5.2. Poiché la cessazione del rapporto concessorio, alla quale è conseguito l’acquisto in capo allo Stato dei suddetti beni, risale ad un periodo di molto anteriore rispetto a quello indicato con il quarto motivo d’appello – che, erroneamente, sostiene che la concessione originaria fosse in corso nel 2012 ossia al momento della redazione del testimoniale – anche quest’ultima doglianza è da ritenersi infondata.

Come appena osservato, infatti, con detto testimoniale la parte appellata si è limitata a prendere atto dell’avvenuto trasferimento dei beni in proprietà demaniale, fatto verificatosi anni addietro, pertanto la relativa determinazione non avrebbe potuto essere incisa dalla pendenza di un altro rapporto concessorio, che, pur essendo relativo, in parte, alla medesima area, era sorretto da titoli del tutto diversi, ossia la concessione del 2005, prorogata successivamente dall’amministrazione, solo oggettivamente connessi all’originaria concessione del 1994 che rappresentava invece l’ unico ambito logico-giuridico all’interno del quale erano maturati i presupposti per la devoluzione dei beni al demanio marittimo.

5.3. Per gli stessi motivi è altresì infondato il quinto motivo d’appello; infatti la suddetta ricostruzione esclude in radice la continuità del rapporto concessorio, che si è invece caratterizzato come detto per la presenza di almeno tre titoli autorizzativi diversi, se non di quattro, laddove si consideri che la concessione del 2005, come appena ricordato, ha ottenuto, in via amministrativa, una proroga di sei anni.

Va infatti ribadito che, trattandosi di provvedimenti con diversa efficacia, la decorrenza dell’acquisizione al demanio va fatta risalire alla cessazione del primo di essi, perché durante la sua efficacia i suddetti beni furono realizzati, mentre i successivi rapporti, ai fini che qui ci occupano, sono del tutto irrilevanti.

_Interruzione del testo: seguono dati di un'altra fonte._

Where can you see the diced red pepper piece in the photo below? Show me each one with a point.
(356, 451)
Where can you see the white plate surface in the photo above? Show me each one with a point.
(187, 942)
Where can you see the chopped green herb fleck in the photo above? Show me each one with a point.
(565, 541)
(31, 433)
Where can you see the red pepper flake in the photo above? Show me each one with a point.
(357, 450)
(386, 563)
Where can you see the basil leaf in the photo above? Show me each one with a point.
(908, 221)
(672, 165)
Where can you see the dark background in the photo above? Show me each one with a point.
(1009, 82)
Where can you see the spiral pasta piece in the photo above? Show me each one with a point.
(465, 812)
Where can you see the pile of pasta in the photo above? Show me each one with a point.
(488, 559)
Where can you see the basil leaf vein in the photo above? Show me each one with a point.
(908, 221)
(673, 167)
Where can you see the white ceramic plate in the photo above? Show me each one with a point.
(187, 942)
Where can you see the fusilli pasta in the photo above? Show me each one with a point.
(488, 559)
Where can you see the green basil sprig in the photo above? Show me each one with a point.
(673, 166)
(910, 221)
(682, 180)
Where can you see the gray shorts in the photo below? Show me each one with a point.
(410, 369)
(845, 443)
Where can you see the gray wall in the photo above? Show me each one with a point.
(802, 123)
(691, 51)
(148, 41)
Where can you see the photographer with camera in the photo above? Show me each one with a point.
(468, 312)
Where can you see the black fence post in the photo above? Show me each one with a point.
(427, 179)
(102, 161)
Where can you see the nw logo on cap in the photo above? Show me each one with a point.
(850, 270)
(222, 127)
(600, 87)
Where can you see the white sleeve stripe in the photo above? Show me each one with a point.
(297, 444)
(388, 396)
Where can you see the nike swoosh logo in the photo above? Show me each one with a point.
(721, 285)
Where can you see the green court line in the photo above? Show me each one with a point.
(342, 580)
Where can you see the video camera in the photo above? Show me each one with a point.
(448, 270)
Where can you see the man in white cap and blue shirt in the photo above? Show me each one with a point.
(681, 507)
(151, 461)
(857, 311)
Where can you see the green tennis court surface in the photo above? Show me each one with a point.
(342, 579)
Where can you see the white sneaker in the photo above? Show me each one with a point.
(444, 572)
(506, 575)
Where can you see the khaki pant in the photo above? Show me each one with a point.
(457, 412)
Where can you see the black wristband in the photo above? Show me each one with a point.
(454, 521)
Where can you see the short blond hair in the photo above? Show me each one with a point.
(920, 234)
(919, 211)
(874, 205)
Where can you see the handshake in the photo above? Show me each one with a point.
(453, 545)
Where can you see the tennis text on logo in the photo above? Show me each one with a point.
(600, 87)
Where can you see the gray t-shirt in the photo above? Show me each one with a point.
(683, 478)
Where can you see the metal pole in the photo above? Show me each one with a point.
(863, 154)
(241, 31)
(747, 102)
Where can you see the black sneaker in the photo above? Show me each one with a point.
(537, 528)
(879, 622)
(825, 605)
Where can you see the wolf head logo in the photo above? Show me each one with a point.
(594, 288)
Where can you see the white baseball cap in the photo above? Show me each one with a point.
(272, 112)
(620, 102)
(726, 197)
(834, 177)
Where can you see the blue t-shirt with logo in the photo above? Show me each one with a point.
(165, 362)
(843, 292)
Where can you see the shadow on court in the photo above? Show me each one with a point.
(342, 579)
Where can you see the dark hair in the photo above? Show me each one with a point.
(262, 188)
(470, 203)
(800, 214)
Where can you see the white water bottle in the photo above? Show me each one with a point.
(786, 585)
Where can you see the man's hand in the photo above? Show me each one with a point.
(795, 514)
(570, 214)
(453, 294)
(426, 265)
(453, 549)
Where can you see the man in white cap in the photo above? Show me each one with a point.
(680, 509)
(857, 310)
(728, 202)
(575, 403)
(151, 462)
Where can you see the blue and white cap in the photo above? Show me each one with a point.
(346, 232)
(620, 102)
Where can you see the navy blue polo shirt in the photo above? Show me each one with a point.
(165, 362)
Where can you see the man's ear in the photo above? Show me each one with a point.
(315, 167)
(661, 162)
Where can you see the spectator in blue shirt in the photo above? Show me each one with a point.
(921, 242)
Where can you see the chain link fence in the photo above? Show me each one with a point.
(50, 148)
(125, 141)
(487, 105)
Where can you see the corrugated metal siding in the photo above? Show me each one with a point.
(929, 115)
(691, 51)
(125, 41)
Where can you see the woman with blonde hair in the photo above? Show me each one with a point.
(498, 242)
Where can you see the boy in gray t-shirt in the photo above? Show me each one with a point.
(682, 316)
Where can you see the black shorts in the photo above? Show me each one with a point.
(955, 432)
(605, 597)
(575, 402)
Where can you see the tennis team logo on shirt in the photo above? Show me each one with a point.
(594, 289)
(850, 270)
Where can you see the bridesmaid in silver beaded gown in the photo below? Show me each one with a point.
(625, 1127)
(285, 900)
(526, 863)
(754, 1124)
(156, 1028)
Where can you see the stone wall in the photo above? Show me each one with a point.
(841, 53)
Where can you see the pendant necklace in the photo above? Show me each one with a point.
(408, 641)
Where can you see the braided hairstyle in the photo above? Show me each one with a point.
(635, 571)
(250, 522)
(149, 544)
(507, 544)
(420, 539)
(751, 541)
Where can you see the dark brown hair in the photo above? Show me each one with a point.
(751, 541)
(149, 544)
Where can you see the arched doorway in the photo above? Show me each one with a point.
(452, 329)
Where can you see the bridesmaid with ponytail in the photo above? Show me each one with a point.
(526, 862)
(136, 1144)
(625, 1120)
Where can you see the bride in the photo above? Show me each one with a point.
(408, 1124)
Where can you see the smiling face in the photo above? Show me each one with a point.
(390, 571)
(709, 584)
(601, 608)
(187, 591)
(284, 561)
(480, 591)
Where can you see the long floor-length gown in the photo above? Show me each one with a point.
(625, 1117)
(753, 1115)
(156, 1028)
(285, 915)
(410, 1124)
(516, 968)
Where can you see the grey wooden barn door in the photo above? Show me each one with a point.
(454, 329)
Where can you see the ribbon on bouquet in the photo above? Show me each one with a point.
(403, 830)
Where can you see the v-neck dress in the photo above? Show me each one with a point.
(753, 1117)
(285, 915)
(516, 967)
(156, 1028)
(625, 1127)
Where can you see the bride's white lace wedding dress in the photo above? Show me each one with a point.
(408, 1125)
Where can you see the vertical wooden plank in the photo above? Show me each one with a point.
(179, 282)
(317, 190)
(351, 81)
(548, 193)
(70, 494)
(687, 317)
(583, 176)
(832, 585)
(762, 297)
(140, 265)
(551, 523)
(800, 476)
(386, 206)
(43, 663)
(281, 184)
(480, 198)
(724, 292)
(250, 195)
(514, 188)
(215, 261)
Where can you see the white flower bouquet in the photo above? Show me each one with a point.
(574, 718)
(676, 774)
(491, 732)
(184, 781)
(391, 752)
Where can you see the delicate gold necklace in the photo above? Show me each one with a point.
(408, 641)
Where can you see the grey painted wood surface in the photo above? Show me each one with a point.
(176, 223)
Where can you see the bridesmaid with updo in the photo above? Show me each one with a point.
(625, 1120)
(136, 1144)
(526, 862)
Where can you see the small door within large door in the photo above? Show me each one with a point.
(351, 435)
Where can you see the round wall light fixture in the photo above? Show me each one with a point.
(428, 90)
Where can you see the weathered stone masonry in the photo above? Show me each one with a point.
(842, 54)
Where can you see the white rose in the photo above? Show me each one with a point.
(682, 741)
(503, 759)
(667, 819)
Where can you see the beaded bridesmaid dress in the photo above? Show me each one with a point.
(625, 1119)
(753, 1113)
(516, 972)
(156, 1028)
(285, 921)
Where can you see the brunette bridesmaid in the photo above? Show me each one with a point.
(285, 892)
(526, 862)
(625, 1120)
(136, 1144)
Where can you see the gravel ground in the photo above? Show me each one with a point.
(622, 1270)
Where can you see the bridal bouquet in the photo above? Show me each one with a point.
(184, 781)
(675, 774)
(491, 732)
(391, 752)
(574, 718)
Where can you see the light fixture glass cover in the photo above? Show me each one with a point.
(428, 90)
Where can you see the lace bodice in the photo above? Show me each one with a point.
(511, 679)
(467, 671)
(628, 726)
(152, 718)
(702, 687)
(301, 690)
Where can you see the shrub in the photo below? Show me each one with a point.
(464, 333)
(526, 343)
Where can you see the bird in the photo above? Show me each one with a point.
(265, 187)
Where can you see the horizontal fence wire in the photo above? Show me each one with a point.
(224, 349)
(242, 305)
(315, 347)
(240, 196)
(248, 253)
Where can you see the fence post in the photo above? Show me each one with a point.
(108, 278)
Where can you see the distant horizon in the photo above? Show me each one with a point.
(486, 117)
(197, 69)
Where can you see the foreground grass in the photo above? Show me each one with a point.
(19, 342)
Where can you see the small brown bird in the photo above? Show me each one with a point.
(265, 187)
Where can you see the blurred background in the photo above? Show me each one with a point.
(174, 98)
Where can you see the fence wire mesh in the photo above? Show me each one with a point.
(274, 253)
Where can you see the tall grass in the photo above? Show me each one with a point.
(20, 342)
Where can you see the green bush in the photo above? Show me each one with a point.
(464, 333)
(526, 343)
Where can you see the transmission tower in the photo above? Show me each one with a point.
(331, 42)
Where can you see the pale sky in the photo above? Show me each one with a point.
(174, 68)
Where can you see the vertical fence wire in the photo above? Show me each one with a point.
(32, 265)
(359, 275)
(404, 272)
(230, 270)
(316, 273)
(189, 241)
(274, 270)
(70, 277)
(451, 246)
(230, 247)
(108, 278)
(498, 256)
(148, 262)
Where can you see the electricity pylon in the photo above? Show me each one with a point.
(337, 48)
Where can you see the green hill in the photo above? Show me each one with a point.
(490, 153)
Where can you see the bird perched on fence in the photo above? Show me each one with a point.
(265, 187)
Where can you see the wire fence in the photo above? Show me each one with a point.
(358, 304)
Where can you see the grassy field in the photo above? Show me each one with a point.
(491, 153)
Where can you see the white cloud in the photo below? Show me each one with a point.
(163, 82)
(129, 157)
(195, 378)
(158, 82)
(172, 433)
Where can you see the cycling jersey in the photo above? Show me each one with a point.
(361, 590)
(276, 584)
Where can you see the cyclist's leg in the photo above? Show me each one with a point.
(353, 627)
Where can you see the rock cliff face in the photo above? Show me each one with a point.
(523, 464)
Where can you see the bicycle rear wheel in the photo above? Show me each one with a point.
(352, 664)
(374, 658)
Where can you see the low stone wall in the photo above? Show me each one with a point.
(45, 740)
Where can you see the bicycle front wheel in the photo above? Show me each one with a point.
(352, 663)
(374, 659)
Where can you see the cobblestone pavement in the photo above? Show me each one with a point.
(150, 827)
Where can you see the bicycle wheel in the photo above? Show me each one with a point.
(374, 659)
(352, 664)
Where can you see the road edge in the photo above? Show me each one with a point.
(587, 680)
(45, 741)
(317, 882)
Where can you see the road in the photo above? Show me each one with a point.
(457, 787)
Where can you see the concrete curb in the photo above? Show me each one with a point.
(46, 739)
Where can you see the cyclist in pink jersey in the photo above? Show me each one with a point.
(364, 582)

6. Il secondo motivo d’appello contesta che le opere oggetto di acquisizione fossero non amovibili.

La parte appellante sostiene che il TAR avrebbe apoditticamente attribuito tale caratteristica ai beni insistenti sull’area, estraendola solo dalla superficiale descrizione di essi contenuta nel testimoniale di stato.

A parte la sommarietà del giudizio, la doglianza in esame ne stigmatizza i relativi esiti, rappresentando che essi non considerano che l’evoluzione delle tecniche costruttive ha significativamente ridotto l’area della corrispondente nozione, rendendo agevolmente amovibili strutture che, in un recente passato, erano classificate come stabilmente ancorate al suolo.

Inoltre – aggiunge – la concessione de qua è stata rilasciata ai sensi dell’art. 8 del Regolamento navigazione marittima, e dunque non avrebbe potuto essere assentita, se avesse acconsentito alla realizzazione di impianti di difficile rimozione

6.1. Il motivo è infondato.

Va premesso che si tratta di valutazioni tecniche della pubblica amministrazione, permeate da un elevato tasso di discrezionalità e che pertanto possono essere sindacate nei limiti in cui risultino palesemente irragionevoli o frutto di un giudizio dis-funzionale.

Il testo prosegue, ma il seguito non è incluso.